14.02.2021

Wer schnell verspricht, bald vergisst

Wie top agrar online berichtet, wurde der Bauern-Soli nach kurzer Zeit wieder einkassiert. Der Grund: Es funktioniert nicht, die höheren Fleischpreise für Thekenware an die Verbraucher weiterzugeben. So zumindest hat es Lidl begründet. Dass ein Marktplayer nicht allein neue Signale geben kann, sondern auch die Branche dann mitziehen muss, leuchtet ein. Denn Aldi und Co. haben die Preise unverändert gelassen und so Kunden in die eigenen Läden gezogen, anstatt sich solidarisch zu zeigen. Und so erleben wir es jedes Wochenende, mit neuen Aktionen locken die Handelsunternehmen die Kunden an die Fleischtheken. Da hat der alte Brecht leider wieder einmal Recht, dass sich über die Moral mit vollem Magen einfacher reden lässt.

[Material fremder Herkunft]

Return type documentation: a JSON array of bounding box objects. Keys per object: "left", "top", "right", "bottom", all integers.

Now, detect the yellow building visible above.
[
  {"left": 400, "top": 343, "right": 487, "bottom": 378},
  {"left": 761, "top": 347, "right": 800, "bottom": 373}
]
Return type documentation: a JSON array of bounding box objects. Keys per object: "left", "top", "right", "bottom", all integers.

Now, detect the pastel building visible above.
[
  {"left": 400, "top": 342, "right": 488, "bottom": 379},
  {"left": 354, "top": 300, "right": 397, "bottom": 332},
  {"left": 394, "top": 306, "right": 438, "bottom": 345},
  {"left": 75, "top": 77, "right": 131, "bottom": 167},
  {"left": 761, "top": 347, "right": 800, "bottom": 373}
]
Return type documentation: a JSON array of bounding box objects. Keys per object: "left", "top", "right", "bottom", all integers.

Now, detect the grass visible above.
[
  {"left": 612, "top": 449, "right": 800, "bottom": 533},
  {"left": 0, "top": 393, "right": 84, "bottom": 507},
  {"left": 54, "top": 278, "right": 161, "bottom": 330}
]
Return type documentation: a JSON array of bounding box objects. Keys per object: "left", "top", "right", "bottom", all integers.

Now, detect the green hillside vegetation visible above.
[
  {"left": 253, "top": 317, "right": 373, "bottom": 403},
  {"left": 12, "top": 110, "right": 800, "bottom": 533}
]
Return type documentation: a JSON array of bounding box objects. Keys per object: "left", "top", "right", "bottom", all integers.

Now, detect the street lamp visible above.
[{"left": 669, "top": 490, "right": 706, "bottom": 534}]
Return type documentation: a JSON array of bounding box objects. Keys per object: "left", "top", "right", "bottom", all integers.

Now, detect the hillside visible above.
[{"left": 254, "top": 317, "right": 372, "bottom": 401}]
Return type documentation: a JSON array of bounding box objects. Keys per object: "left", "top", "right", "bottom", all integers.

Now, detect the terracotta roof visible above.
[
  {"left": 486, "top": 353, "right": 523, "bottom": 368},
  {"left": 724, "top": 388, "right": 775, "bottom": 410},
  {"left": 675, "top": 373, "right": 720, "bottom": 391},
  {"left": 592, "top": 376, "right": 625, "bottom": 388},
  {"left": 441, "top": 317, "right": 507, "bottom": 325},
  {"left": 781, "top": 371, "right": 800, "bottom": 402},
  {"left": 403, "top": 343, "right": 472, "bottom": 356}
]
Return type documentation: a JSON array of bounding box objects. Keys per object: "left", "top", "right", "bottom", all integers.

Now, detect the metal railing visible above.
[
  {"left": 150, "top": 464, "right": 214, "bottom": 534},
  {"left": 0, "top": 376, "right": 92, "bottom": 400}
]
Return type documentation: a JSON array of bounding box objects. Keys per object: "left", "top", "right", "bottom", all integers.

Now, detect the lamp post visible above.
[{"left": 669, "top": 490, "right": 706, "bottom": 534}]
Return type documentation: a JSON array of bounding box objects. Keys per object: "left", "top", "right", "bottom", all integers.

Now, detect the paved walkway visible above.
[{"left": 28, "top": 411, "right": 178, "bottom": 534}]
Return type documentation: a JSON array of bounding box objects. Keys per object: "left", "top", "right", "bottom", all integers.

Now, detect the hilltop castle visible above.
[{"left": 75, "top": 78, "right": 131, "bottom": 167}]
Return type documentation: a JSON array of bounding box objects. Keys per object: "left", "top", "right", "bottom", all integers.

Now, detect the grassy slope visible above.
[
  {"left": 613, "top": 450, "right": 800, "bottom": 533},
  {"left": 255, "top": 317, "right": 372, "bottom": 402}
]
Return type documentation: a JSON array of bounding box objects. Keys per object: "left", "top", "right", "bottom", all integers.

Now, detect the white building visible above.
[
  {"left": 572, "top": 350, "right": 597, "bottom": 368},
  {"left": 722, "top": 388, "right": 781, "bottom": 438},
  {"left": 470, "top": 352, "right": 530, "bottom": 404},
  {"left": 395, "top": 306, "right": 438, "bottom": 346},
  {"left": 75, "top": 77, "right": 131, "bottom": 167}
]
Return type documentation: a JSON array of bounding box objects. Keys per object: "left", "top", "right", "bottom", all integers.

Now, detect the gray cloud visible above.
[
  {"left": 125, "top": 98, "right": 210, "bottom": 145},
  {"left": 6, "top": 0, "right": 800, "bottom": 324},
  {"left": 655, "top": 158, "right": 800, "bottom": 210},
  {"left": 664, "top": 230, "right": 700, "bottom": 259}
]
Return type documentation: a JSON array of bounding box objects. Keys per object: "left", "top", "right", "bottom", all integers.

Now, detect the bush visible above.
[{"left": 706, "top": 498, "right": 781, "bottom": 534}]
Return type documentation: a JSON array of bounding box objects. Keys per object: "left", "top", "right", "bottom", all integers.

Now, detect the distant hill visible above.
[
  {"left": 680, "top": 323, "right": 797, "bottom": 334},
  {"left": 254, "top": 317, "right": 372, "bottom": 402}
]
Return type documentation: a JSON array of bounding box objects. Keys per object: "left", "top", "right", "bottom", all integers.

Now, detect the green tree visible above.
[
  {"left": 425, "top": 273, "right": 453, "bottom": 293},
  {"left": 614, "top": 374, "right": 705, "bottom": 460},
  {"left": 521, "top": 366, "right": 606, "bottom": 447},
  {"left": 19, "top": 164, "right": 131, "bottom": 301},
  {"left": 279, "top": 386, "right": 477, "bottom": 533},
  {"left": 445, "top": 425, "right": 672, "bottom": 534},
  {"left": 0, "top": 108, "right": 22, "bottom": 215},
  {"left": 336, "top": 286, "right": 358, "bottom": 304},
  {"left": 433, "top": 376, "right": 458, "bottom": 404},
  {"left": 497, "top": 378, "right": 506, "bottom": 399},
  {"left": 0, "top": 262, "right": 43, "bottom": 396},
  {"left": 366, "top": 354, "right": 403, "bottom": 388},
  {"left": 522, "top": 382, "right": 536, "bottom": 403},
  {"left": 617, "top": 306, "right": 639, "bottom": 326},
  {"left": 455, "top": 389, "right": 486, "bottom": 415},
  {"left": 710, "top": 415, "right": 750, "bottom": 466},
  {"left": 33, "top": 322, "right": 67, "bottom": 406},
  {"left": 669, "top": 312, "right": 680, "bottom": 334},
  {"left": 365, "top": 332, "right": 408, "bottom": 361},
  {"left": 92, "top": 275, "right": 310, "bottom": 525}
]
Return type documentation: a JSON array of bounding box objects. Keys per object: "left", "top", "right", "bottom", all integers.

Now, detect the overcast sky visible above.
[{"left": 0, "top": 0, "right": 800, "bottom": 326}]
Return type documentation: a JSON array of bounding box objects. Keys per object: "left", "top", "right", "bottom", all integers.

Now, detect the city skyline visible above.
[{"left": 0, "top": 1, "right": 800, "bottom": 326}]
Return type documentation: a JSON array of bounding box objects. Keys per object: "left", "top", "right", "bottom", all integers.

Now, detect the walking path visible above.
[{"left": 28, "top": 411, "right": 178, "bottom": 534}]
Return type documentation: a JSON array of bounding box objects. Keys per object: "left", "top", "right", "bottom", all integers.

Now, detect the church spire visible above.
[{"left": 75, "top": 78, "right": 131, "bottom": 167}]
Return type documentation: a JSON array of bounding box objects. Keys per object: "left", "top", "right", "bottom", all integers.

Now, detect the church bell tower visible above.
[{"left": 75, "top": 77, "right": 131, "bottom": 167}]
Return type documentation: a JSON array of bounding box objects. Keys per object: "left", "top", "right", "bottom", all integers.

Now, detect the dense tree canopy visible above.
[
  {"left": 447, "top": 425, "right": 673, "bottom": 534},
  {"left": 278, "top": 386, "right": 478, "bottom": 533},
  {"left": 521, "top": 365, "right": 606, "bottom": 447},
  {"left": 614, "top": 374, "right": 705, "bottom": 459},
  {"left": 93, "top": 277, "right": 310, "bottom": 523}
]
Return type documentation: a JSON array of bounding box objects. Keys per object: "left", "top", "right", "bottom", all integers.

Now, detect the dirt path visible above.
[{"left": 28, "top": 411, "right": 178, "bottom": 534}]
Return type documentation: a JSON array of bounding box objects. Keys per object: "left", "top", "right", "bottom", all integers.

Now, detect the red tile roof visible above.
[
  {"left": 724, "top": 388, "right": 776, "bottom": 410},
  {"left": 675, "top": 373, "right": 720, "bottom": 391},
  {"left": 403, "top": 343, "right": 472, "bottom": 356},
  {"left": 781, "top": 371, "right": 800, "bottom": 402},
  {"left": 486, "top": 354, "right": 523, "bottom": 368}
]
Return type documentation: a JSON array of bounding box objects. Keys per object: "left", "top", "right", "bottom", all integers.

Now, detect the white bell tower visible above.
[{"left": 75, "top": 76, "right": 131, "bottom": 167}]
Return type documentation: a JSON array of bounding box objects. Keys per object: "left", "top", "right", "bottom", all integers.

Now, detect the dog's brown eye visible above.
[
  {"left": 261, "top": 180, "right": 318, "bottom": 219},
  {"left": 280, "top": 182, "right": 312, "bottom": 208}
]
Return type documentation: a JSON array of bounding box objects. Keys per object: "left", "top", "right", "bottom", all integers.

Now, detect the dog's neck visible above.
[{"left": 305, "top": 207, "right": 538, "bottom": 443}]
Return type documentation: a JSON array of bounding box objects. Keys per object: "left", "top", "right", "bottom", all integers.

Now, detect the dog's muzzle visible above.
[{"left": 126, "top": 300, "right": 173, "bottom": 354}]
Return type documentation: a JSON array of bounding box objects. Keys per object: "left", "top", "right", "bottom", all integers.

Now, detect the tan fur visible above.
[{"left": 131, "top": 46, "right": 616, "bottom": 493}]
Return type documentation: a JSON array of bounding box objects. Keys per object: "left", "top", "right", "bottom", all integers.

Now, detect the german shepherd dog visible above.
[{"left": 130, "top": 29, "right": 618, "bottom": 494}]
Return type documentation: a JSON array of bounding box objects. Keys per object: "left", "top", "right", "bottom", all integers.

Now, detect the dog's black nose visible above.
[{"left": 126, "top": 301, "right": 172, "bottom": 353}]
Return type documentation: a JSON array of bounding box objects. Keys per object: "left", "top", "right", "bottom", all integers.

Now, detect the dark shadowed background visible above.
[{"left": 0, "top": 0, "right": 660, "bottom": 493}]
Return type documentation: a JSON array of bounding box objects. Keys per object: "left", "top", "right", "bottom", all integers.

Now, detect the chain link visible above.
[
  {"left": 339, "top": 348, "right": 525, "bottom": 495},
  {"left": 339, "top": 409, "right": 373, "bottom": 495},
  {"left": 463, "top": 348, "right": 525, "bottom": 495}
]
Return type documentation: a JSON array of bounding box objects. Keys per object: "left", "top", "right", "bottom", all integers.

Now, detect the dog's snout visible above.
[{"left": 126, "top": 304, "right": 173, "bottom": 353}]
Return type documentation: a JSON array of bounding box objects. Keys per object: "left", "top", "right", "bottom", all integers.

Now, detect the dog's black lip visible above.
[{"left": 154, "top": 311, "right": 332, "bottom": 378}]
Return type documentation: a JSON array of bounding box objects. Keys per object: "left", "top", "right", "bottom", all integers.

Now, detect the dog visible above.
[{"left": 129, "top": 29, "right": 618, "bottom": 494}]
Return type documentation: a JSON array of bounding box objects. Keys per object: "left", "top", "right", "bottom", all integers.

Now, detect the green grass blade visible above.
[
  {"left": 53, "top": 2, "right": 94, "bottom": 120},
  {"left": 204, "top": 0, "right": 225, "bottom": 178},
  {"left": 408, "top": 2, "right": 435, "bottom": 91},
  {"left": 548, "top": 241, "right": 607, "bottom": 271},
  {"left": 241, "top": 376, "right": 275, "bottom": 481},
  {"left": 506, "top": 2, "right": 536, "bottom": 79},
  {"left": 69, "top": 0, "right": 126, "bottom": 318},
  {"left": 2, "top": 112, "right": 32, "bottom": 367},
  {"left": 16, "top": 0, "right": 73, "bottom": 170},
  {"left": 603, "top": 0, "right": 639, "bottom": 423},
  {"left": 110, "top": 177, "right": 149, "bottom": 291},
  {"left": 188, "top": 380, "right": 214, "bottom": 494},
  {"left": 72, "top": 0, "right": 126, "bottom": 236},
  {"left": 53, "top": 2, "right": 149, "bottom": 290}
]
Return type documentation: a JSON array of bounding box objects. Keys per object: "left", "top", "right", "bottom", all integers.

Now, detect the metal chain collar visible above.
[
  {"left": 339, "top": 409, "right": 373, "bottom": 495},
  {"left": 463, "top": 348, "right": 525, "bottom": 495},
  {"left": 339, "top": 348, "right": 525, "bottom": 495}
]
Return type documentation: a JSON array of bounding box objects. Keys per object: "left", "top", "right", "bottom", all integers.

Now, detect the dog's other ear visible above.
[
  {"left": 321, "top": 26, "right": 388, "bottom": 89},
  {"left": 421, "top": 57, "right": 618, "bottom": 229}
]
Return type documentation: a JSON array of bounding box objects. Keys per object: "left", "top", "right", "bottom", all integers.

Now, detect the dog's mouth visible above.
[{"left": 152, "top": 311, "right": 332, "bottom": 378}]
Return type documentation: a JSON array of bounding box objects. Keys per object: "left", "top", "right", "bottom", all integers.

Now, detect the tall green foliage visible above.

Bereits im Sommer 2020 hatte Landwirtschaftsministerin Julia Klöckner ein Verbot der Werbung für Billigfleisch ins Gespräch gebracht. Und am Freitag bekräftigte der Bundesrat auf seiner 1000. Sitzung, dass weitere Maßnahmen erforderlich sind, um die Preisfairness in der Wertschöpfungskette zu verbessern. Gerade im Fleischbereich zeigt sich, dass die auf Niedrigpreise und Lockangebote abstellende Werbung des Lebensmitteleinzelhandels äußerst kritisch zu bewerten ist. Preise spiegeln den Wert der Tiere und die notwendige Arbeit bis zum Fleischerzeugnis nur unzureichend wider. Der Bundesrat forderten die Bundesregierung auf, die auf Niedrigpreise abgestellte Werbung für Fleisch und Fleischerzeugnisse zu verbieten.

Die bestehenden Unwuchten zeigen sich auch, wenn z.B. Lidl seit dem ASP-Ausbruch seine Beschaffungspreise gegenüber der Fleischbranche nicht verändert hat, so top agrar online. Umsatzeinbrüche von fast 50% für Ferkelerzeuger und über 30% bei Mästern ab September 2020 werfen Fragen auf: Welche Zukunft hat die Schweinehaltung in Deutschland? Entscheidungen für die geforderten Veränderungen in der Schweinehaltung brauchen auch in der Zahlungsbereitschaft für die mit einem höheren Aufwand erzeugten Nutztiere klare Signale. Fairness fängt beim Handeln an, und das betrifft die Fleischbranche genauso wie die Handelsketten und die Verbraucher.